# Keeping your tools close.



## jkirkb94 (Nov 4, 2004)

Where do you keep your turning tools?  Don't know if anyone is already doing this but I bought some 1/2" round rare earth magnets at my local Woodcraft supply to keep my tools close by.  I have stuck them to places on my lathe and just stick my gouges and skews to the magnets.  Easily moved if they are in the way.  They do get a little magnetized but you can use your tool to pick up dropped bushings,etc.  I have about 4 gouges, 2 skews and a couple of parting tools stuck to the metal stand of my mini lathe and they are always ready and out of the way.   Kirk [8D]


----------



## darbytee (Nov 4, 2004)

I built two racks that hold 6 tools each. They are mounted on each end of the work table I have set behind my lathe. The holders are 10 inch sections of PVC pipe with a scrap plywood bottom. 
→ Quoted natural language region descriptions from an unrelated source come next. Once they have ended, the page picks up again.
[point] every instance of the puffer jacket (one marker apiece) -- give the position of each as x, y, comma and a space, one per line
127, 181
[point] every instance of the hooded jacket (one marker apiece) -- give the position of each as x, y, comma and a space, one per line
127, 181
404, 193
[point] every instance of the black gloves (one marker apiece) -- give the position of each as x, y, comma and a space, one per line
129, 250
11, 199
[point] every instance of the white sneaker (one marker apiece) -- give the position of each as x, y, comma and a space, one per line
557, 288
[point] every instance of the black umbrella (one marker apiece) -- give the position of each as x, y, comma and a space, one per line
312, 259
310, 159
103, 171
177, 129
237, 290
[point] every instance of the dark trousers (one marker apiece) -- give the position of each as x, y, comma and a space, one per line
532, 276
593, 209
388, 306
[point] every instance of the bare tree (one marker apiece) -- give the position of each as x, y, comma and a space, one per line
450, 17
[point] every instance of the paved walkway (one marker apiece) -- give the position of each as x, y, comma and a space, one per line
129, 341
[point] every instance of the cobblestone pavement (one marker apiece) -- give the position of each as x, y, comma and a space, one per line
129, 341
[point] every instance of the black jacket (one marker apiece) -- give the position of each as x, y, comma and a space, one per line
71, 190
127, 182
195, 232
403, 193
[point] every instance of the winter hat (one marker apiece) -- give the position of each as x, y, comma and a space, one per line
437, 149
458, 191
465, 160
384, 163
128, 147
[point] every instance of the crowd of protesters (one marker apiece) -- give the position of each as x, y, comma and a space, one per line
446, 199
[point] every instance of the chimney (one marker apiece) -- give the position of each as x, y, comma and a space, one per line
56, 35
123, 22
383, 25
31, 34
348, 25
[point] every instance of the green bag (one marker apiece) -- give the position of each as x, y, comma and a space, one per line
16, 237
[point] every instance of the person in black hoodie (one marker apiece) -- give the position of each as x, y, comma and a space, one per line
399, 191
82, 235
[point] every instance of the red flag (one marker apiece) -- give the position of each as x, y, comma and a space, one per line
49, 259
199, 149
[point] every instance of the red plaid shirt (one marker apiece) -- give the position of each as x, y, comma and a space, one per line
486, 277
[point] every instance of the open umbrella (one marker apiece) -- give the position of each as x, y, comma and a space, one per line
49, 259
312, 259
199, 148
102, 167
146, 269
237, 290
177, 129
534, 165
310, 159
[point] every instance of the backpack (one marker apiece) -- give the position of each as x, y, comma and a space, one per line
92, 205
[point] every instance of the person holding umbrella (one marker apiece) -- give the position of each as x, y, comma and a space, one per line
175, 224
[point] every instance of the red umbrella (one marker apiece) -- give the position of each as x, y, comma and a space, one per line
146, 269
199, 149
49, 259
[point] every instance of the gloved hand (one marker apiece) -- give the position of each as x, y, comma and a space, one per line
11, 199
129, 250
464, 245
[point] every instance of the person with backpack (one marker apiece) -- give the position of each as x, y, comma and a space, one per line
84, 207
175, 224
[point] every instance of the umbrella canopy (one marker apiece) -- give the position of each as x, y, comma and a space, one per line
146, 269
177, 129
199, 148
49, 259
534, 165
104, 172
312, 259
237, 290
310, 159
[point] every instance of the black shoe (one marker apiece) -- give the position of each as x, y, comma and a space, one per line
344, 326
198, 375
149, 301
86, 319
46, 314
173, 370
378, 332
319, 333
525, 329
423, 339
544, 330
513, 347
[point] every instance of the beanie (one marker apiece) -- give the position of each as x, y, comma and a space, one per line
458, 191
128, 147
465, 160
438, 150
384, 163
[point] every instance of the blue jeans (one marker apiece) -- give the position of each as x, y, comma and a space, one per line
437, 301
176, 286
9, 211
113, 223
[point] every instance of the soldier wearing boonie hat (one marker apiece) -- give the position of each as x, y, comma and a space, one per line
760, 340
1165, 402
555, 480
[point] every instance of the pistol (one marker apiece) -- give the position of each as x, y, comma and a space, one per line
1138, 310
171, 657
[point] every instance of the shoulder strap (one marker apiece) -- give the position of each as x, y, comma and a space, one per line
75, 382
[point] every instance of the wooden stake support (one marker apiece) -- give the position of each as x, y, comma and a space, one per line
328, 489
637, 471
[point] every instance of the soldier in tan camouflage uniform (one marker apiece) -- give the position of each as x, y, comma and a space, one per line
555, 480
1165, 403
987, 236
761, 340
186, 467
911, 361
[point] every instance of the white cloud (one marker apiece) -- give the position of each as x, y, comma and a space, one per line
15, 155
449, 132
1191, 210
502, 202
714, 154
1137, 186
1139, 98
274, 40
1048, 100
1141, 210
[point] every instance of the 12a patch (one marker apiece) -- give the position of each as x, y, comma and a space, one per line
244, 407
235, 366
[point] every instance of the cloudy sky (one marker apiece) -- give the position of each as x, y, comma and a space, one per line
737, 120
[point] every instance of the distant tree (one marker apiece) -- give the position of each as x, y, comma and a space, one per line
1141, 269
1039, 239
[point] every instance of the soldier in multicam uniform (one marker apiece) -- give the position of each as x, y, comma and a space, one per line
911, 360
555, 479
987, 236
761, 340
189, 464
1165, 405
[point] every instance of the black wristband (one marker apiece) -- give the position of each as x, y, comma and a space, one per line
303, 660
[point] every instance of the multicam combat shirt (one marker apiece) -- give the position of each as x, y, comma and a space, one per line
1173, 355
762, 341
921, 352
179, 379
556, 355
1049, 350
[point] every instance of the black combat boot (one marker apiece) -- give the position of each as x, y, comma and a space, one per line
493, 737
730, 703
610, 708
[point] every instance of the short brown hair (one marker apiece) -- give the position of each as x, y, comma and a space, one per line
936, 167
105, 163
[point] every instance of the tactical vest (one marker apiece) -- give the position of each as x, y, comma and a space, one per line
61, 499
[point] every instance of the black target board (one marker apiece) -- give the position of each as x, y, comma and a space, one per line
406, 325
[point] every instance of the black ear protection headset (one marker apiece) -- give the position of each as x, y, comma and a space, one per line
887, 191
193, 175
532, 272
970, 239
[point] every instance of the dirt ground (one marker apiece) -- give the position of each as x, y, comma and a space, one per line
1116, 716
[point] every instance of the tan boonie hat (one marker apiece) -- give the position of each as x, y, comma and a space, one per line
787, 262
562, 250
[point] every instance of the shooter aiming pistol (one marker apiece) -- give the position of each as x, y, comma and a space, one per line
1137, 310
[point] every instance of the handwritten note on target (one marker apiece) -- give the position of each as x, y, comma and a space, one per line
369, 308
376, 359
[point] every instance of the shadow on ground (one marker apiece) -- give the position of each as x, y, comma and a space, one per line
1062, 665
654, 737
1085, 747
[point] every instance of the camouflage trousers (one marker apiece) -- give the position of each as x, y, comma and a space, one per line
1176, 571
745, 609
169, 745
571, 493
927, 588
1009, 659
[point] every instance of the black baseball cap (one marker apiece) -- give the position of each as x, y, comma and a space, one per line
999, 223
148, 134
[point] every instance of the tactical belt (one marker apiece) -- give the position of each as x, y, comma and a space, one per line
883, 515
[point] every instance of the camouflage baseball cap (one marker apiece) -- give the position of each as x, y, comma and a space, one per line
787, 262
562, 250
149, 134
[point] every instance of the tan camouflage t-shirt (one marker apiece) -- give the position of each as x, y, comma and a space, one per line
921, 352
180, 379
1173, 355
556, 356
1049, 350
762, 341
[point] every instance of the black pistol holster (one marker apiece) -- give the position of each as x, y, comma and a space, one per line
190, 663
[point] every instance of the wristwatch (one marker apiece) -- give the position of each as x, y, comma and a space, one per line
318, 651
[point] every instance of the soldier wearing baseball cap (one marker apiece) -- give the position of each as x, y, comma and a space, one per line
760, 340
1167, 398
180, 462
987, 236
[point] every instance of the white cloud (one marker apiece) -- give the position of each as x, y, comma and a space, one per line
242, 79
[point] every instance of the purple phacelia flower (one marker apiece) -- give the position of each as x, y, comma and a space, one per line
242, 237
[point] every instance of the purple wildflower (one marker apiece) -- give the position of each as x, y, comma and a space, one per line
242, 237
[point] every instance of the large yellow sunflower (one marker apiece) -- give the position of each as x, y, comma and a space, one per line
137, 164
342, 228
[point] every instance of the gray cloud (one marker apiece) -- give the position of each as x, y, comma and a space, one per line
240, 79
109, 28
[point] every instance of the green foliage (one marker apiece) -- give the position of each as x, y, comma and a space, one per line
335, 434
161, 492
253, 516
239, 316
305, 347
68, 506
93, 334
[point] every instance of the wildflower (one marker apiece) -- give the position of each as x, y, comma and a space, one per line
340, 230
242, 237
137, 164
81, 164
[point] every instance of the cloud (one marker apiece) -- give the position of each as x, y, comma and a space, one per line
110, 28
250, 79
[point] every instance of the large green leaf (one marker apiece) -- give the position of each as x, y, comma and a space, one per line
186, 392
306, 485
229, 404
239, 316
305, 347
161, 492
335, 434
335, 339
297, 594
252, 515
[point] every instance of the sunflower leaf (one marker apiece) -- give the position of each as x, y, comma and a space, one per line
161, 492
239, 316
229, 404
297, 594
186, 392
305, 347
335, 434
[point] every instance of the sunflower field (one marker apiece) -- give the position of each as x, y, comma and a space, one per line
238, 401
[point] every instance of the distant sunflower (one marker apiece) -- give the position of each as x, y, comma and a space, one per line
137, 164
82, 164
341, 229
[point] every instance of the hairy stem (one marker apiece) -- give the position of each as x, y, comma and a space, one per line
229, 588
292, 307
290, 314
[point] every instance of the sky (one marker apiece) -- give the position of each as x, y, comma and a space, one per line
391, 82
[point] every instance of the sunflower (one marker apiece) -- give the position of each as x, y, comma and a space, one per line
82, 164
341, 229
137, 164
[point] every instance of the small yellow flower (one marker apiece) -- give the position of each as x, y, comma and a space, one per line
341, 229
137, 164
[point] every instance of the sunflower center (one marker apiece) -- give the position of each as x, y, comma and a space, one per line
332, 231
Coincidentally I did just buy some of the rare earth magnets that I'm using to keep my chuck wrench on the side of the lathe instead of in a drawer. It's amazing how strong those little things are.


----------



## Fred in NC (Nov 4, 2004)

I use magnets too.  Also, I have one of the magnetic trays.  Wonderful place for bushings, now they don't fall.

A PVC rack for turning tools is in my plans for next year. Plus a sanding strip organizer . . .


----------



## pen-turners (Nov 4, 2004)

I have two 24" magnetic tool holders that I hang all my stuff on.  They work great.  One thing to be careful of -----  if you happen to shave a little bit off a bushing be sure to brush off the tip of your tool because it will become magnetized from the tool holder.  The shavings will stick to the end of the tool and embed themselves into the wood on the next cutting pass.  Not the best way to put an inlay in your pen!!!

Chris


----------



## Ray Dockrey (Nov 4, 2004)

I bought one of those roll around tool boxes that has the black plastic work top. It does take up some room, but I can roll it right up next to me and work right out of the drawers. I also have my grinder mounted on top of it so I find myself sharpening more because everything is right there together. There is still room even with the grinder to lay tools down on the top. I bought it at Lowes right after Christmas last year for about $75.00.


----------



## jkirkb94 (Nov 4, 2004)

Ray, I see from your profile that we are just 5-10 miles from each other.  I live in NW OKC.  Good to talk with another Okla. turner.  Kirk [8D]


----------



## Daniel (Nov 4, 2004)

I built two racks that hang ont he wall just in front of me, keeps all my turning tools in easy reach and visable. I spent over a year withthem in a pile on my band saw. Nice way to keep turning tools.
my sharpening machine is right behind me and the bushings are in in a small parts organizer on the wall to my right. I don't have to take a step to reach anything. a shelf above my head has all the sandpaper, glue and finishes. I didn't make it this way for convenience though. it's that my shop is so small I can't move


----------



## wscrivens (Nov 15, 2004)

I also bought a mechanic's roll-around tool chest and keep my turning tools in the top drawer.
I took a piece of 1x2 and drilled 3 1" holes down the center, then cut it in half lengthwise.  I took the two notched pieces and glued them to the table under the lathe to keep the tools I am using at the moment handy.  See the circle in the picture:







Walt


----------